Stephanie Shames

Associate Professor, Department of Microbiology, Genetics, & Immunology
Associate Professor, BioMolecular Science Gateway
Location: 5192 Biomed Phys Sci
Profile photo of  Stephanie Shames
Photo of: Stephanie Shames


B.M.Sc., 2006, University of Western Ontario
Ph.D., 2012, University of British Columbia
Postdoctoral Fellow, 2012-2017, Yale University School of Medicine

Intracellular bacterial pathogens are a significant cause of global morbidity and mortality and uncovering mechanisms by they interact their hosts is critical to combatting disease. As an opportunistic bacterial pathogen of humans that naturally replicates within free-living protists, Legionella pneumophila is an excellent model organism to define mechanisms of host-pathogen interactions. L. pneumophila causes a severe inflammatory pneumonia called Legionnaires’ disease in humans, which results from inhalation of contaminated aerosols and subsequent bacterial replication within alveolar macrophages. To replicate within phagocytic cells, L. pneumophila uses hundreds of translocated virulence factors called effector proteins to establish its replicative niche, the Legionella-containing vacuole. Effectors are essential for L. pneumophila virulence; however, they also paradoxically enhance the inflammatory response to infection. Mechanisms by which effector proteins contribute to virulence and host responses to infection are largely unknown. My lab leverages biochemical, immunological, cell biological, and in vivo approaches to address two major questions:

    How do effectors contribute to the host response to bacterial infection?
    How do regulatory effectors, termed metaeffectors, contribute to bacterial pathogenicity?
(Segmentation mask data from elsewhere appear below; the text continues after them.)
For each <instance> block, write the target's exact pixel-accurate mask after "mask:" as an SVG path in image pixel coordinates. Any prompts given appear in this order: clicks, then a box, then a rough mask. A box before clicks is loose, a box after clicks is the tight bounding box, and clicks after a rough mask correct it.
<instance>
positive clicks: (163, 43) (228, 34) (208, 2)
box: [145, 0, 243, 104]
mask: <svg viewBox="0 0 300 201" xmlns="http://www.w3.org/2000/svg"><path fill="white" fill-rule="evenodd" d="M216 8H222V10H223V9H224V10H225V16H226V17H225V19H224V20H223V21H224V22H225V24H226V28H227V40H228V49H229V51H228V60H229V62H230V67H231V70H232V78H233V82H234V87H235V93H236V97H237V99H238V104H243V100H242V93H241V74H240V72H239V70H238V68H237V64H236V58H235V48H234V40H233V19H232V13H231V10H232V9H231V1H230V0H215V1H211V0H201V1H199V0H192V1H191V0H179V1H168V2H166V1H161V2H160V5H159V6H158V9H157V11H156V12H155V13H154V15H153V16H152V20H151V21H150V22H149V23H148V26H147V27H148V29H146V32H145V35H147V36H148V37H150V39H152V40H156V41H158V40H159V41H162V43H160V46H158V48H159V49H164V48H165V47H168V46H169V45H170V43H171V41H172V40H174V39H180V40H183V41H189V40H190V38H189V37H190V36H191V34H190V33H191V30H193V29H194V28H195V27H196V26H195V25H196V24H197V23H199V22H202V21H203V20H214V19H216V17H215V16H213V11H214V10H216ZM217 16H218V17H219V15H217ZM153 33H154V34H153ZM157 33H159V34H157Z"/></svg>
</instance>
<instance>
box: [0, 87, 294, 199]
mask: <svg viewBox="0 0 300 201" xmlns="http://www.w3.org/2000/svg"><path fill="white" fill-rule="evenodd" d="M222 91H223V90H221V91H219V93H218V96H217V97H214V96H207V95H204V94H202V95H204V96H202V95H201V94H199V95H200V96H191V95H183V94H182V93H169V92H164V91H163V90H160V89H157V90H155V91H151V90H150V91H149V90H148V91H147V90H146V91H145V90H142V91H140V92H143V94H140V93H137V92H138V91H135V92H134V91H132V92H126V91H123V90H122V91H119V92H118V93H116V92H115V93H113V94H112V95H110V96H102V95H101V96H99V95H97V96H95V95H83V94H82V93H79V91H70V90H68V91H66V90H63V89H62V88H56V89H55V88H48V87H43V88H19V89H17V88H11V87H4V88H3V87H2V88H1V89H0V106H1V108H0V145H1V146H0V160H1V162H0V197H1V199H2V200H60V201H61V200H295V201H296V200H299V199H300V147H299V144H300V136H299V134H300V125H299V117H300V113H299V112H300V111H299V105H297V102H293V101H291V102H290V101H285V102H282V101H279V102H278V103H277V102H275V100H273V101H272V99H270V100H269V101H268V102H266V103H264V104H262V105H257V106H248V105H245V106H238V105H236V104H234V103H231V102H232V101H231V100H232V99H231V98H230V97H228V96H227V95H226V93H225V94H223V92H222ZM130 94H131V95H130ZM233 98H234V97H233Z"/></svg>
L. pneumophila is an ‘accidental’ human pathogen that rarely transmits person-to-person. Consequently, this organism has not evolved sophisticated immune evasion strategies and is rapidly cleared by the innate immune system in healthy hosts. Effectors play a central role in host detection of L. pneumophila as a pathogen through a phenomenon called Effector-Triggered Immunity (ETI). We investigate molecular mechanisms of ETI and how these responses can be harnessed for development of host-centric innate immunologicals to combat clinically relevant and antimicrobial resistant pathogens.

Legionella pneumophila encodes and translocates over three hundred individual effector proteins into infected host cells.  How these effectors are regulated following translocation into host cells is poorly understood. Canonically, bacterial effectors have been associated exclusively with subversion of host factors. However, Legionella encodes multiple effectors that function exclusively to regulate other effectors, called metaeffectors. Metaeffectors are clearly important for L. pneumophila virulence, but their regulatory mechanisms are poorly understood. We investigate how metaeffectors regulate their cognate effectors and how this regulation drives intracellular replication. Elucidating mechanisms of metaeffector function will reveal novel mechanisms of bacterial pathogenicity and evaluate their use as targets for anti-virulence therapeutics.